Nicholas raised an eyebrow.

"We'd have to go to Lon-don. Or at least Bristol. Since we solved all the good crime here. And we'd have to get a houseboat. But still."

For some reason, Nicholas suddenly felt better about the world. He managed a small smile. "Danny... I think I would very much enjoy being private dicks with nothing left to lose with you."


Then Nicholas said, "Wait. A houseboat?"


In a just -- or at least sane -- world, the Battle for Sandford would have led to years-long enquiries, sweeping yet ineffective legislation, and, indeed, shitcannings. Happily, the world is neither just nor sane, and the Great British public, press, and government dislike killers of children even more than they do rogue cops with nothing left to lose. The members of the Sandford Constabulary were treated as heroes. They saw a good deal more of shrinks than they did of HMIC, the fuzz who investigate the fuzz, or even accountants. There were rumours of commendations, and even promotions.

Nicholas felt relieved, puzzled, and strangely guilty about this. Of course, he felt that way about any stroke of good fortune, so that was all right. At least something was normal.

Sandford began its recovery. The reporters left, mostly. HMIC went away to write reports, mostly. Broken glass was replaced and bullet holes patched.

The funerals started.

The other members of the squad were certified fit for duty, and trickled back to work in ones and twos. Tony Fisher found himself in charge. He would have felt completely overwhelmed by this, if not for the utter lack of crime, and the Andys' taking to calling him "Auntie Tony" behind his back. This pleased him enormously, since the Andys rarely paid him enough attention to bother ragging on him, and gave him an excuse to plot revenge. He never actually came up with a plot, but that hardly mattered.

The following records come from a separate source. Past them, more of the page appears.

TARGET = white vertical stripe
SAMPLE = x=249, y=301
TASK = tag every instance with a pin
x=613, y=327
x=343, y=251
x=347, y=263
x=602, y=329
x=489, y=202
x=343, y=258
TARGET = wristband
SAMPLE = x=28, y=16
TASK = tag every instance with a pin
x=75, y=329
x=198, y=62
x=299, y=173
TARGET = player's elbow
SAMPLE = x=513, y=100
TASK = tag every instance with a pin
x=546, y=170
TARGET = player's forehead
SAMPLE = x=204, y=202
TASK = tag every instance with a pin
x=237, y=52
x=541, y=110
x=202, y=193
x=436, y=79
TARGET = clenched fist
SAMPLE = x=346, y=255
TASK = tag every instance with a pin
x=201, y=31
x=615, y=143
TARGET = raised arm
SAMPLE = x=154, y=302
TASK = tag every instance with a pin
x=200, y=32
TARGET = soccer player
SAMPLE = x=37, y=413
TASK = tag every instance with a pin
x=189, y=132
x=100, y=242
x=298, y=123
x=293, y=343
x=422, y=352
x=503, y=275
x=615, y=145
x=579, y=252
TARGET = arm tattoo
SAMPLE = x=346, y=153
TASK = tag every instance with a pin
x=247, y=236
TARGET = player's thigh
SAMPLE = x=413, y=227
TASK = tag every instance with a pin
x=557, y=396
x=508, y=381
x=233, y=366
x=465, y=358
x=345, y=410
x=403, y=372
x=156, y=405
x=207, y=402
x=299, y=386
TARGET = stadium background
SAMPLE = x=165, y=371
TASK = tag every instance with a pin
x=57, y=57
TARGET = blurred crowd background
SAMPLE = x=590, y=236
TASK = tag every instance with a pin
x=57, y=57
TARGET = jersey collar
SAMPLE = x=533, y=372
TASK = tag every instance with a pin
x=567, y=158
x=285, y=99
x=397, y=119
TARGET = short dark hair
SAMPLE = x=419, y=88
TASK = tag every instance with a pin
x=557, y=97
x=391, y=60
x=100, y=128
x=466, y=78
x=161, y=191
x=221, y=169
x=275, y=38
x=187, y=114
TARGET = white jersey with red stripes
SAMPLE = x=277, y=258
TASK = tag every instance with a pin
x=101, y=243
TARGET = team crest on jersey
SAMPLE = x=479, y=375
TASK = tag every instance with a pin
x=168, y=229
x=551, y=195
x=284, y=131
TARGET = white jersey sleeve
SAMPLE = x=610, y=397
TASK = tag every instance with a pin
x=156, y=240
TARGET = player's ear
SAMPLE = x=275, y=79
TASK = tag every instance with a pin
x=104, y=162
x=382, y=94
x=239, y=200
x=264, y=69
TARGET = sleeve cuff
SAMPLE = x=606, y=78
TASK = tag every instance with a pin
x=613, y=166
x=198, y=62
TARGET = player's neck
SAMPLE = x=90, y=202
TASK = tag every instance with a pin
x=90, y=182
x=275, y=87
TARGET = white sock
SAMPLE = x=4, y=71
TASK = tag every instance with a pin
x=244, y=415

There was a bad patch in late May, when Gordon Ceiler was found face down in the duckpond by a French tour group. The Avon and Somerset Constabulary and SOCO were called in to investigate. But it was clear, no matter how many times they sifted through the evidence, that Mr Ceiler really had tripped on a brick, been impaled on his own trowel, fallen into the pond, and drowned.

It was the end of the investigation, but not of the French.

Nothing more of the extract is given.